In the month of May, the retail sales spiked to $502 billion, a .8 percent increase from the month before, according to the Commerce Department.
May's retail sales beat expectations.
Economists polled by Reuters predicted that retail sales would increase by .4 percent in May.
The Commerce Department also said that April's retail sales were revised from the .2 percent to a .4 percent spike.
Specifically, Americans spent more on healthcare products, cars, building supplies, clothing, and other goods in May.

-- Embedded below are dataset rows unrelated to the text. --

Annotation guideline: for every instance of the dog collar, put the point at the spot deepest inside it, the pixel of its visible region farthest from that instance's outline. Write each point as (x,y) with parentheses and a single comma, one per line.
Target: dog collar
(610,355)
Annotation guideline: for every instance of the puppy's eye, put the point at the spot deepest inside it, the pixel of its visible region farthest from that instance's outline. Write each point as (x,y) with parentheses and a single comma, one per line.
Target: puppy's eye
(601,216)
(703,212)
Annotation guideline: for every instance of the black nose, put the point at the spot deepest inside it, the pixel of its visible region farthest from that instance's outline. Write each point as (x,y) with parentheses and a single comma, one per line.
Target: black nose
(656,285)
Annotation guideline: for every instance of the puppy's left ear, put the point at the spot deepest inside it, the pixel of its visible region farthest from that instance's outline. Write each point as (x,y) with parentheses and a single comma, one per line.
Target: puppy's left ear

"Retail sales aren’t adjusted for inflation, and one factor behind the latest rise in spending is higher prices retailers are charging for their items. For example, a rise in gasoline prices, tied to rising oil prices, helped push up sales at gasoline stations by 2% last month," writes the Wall Street Journal. "But Americans’ spending on goods is rising even after accounting for inflation. Retail sales rose 5.9% in the year through May, roughly double inflation, as measured by the Labor Department’s consumer-price index."
The surge in spending is being attributed to the low unemployment rate, rising wages, and the recent tax cuts.
The Labor Department also announced this week that weekly unemployment claims fell to a 45-year low.
There was also a reported 6.7 million job openings in April.
The unemployment rate is currently at 3.8 percent and is expected to reach 3.6 percent in 2018 and 3.5 percent in 2019, according to the Federal Reserve.
The Fed estimates that the gross domestic product (GDP) will spike by 2.8 percent this year. The agency said that "economic activity has been rising at a solid rate" and "growth of household spending has picked up."
With that in mind, the Fed announced on Wednesday that it will be raising the short-term interest rates for the second time this year.
The Fed is expected to raise rates two more times in 2018 in order to contain the 2.1 percent inflation rate that the economy will likely hit this year.
“With ‘strong’ job gains and ‘solid’ economic growth, and ‘strongly’ growing business investment, the Fed is clearly sold on continued growth. Inflation has moved ‘close to 2 percent,’ the target range, while longer-term inflation expectations are still in line,” said Brad McMillan, chief investment officer for Commonwealth Financial Network to Fox Business. “This statement is as close to a declaration of victory as we will ever see.”
Author's note: This is what happens when you have a businessman in office. The Fed is raising interest rates in an attempt to control the economy from bursting and to also hold off inflation. As the rates increase, we will then have some room to lower them again to stimulate the economy when needed. This means stability.